L’offensive de la chronobiologie

La chronobiologie étudie l’organisation temporelle des êtres vivants. Elle mesure notamment comment le vivant s’adapte aux rythmes naturels solaires et lunaires. Elle constate à la fois des règles de bon sens, comme une quantité (et une qualité) de sommeil indispensables à un développement harmonieux, tant physique que psychique. Et trop tirer sur la corde, en termes de sommeil, a des répercussions multiples : problèmes de développement (croissance osseuse et musculaire), irritabilité, troubles de la concentration et de la mémoire…
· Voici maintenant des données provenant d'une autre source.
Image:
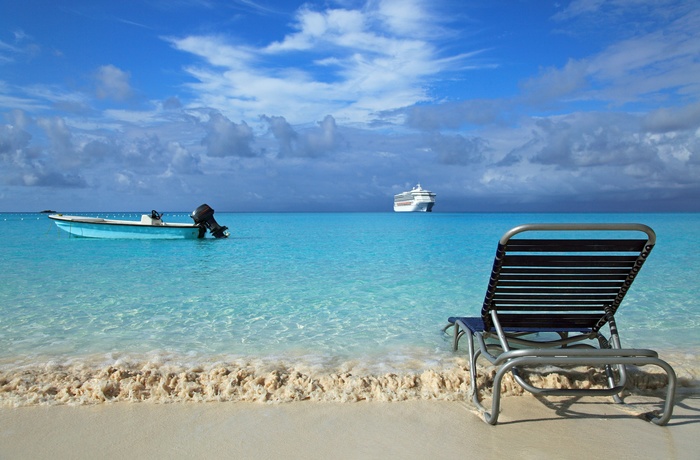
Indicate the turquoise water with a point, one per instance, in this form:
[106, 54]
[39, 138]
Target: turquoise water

La chronobiologie s’intéresse à l’ensemble du vivant. Appliquée à l’homme, elle souligne que même si nous ne sommes pas tous égaux, à la base, c’est certain, les hommes sont des êtres diurnes ! Là où le bât blesse, c’est lorsqu’on confronte les recherches en chronobiologie et l’organisation effective de notre société. Notre organisation sociale et économique est telle qu’au fil du temps, nous dormons moins. D’un côté, il y a cette croyance comme quoi dormir serait un perte de temps.

chronobiologie

Rapporter le sommeil à l’échelle d’une vie donne un chiffre impressionnant. Un peu plus de 26 ans de sommeil pour une personne dormant 8 heures par nuit pendant 80 ans ! Nombreux sont les exemples de ces personnalités dormant très peu chaque nuit. Ces cas extrêmes sont-ils pour autant un exemple à suivre ? Les rythmes biologiques reposent sur notre horloge interne, qui varie d’un individu à un autre. Et ces variations seraient dues tant à des raisons génétiques qu’à des raisons culturelles.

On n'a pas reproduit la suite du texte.